“Son of the Father, begotten, not created . . . ” It’s one of those theological ideas that reaffirms my thought that theologians are people with far too much time on their hands. And people were killed, and driven from their homes, because they differed over 1) how many natures did Jesus have, 2) was he fully human, part human, fully-human yet fully-divine, or 3) adopted by the Lord when the Holy Spirit entered into him at baptism, and/or 4) was of like/similar substance or of the same substance with the Father* . . .
Some of it depends on how heavily the thinker leaned on which parts of the New Testament. Other parts depended on the local political winds. “Our enemies say this, so we’ll say that!” When Christianity became respectable in the early AD 300s CE, and the Roman emperor announced, “One emperor, one creed, one church,” well things got messy. Not that everything had been sweetness and light before then, but the theological wranglings of the 300s-400s often come across as one of the lower points in church harmony and peace. (Let’s face it, any religion that involves people is going to get messy.)
I try to stay away from the theological fights, because I’m a heretic by most every denomination’s creeds and teachings. *shrugs* My beliefs are between me and my chosen deity, and I’ll answer for them at some point. Although, you have to figure that any deity who came up with aardvarks, platapodes, puffins, and sea-cucumbers must have a far better sense of humor than some believers seem to have had at times.
So, speaking of “Um, OK, that’s different,” I present two recordings of Christmas music by groups that one usually associates with things other than Christianity and Christmas.
Now, Souxie and the Banshees IS about the last group I’d expect to do “Il est né.”
It’s different!
*There was one iota (Greek letter) difference between homoousios and homoiousios. Thus the “not one iota of difference between . . .” saying in English.
Oh, this was worth it for the “iota” bit….
Agreed!
Agreed.
(And that’s as someone who got her kids singing the opening snippet.)
Not enough coffee yet. 😉
Erasure is still a going concern?

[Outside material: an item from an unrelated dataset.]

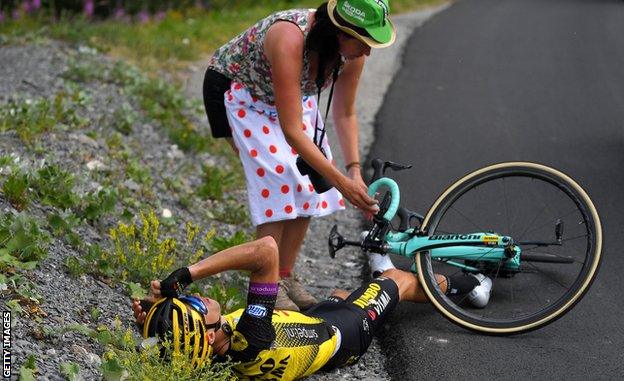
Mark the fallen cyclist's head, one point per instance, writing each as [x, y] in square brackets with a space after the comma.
[188, 322]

Too bad more of the EDM industry didn’t follow their lead. They were fun to listen to.
Heh. (And continuing the NPC discussion…) I remember when all the New Age and “spiritual but not religious” were listening to Enya, and I took the time to grab a few foreign language dictionaries to figure out what’s the heck she was singing about that she couldn’t say in English.
And found that they mostly translated as things like “Father on high”, and “I worship you, my God”. (I’d already noticed that some of her songs in English lifted their melodies from hymns.)

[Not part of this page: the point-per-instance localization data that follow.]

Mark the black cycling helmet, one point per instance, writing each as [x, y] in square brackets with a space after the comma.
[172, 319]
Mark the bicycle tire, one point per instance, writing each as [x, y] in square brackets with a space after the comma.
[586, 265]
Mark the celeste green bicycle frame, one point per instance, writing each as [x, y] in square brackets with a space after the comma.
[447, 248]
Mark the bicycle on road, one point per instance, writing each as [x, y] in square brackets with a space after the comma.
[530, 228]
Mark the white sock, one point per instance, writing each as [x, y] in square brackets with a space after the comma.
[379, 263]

With her, Dio, and Mr. Mister, you could play overtly Christian songs in public, with nobody batting an eye.
It was delightfully subversive.
Far too much time on their hands? It reminds me of academic disputes over differences most people can’t understand. And the argument is over a turn of phrase that may … or may not … be more a quirk of the language(s) at hand than of substance. I recall some that years ago Rome and one of the Protestant denominations agreed, after centuries, that one of their differences was a matter of translation and emphasis, rather than a denial of the others’ claim.
One rather unpleasant argument back in the 500s got defused when it was pointed out that what one side was taking as rank heresy was mystical poetry written in a very different language. Part of the “homoousios” controversy came about because of trying to translate it into Latin, which used the same word for both with and without the iota.
Iota… sigh… I need more coffee for this one…
A magnificent lead-up to the ‘iota’ line.